Xenia Onatopp wins the prize for the most cringeworthy punning name in film history — first equal with fellow Bond girl Pussy Galore, that is. She supposedly speaks with a Georgian accent, but there’s about as much chance of her name being Georgian as there is of the name Pierce Brosnan being English. Literally a femme fatale, Onatopp is a criminal henchwoman who gets aroused when she kills. Her signature move is to clamp her victim between her thighs while — you guessed it, on top — and squeeze them until they suffocate.

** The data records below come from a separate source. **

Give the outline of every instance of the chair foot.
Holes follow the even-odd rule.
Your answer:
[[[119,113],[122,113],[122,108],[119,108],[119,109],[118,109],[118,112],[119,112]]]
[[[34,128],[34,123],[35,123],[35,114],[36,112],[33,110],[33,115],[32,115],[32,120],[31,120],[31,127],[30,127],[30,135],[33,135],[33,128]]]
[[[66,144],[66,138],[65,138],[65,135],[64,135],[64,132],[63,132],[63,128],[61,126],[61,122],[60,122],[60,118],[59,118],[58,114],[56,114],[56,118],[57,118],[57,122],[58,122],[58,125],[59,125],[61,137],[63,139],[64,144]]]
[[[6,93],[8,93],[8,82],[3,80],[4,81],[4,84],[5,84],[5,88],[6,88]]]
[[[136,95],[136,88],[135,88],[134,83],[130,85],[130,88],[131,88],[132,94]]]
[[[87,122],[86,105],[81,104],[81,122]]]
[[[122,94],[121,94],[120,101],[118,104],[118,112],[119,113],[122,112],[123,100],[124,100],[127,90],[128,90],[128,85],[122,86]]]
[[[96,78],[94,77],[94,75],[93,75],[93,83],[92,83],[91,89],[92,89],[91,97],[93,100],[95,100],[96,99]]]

Her sadistic side can easily be explained by the fact that she used to be fighter pilot in the Soviet Air Force.

Boris the Blade

“As bent as the Soviet sickle and as hard as the hammer that crosses it.” Not content with stereotyping Cockneys and Irish Travellers, director Guy Ritchie generously extended his remit to Russians in the Brit-flick crime comedy Snatch (2000). Arms dealer Boris “the Blade” Yurinov, played by Croatian Serb actor Rade Serbezija, ticks all the predictable “crazy Russian” boxes: ruthless, violent and completely unhinged. There’s some woeful subtitling of spoken Russian (Da, ya ponimayu — “Yes, I understand” — somehow turns into “It’s OK, I know a couple of guys” onscreen) before Boris suffers the final indignity of being killed by Vinnie Jones.

Irina Spalko

At least the woeful Indiana Jones and the Kingdom of the Crystal Skull (2008) had a truly ridiculous lead antagonist in Cate Blanchett’s Irina Spalko. A KGB agent and champion fencer with psychic powers, Spalko is obsessed with finding the Crystal Skull of Akator to harness the infinite knowledge that resides in it. She aims to use this power to manipulate the minds of the Americans and teach them the “true version of history”. Unfortunately, aliens melt her eyes out first. The internet claims she was raised in a “small mountain village in the eastern regions of the Ukrainian Soviet Socialist Republic”, which shows roughly how much the internet knows about the geography of Ukraine.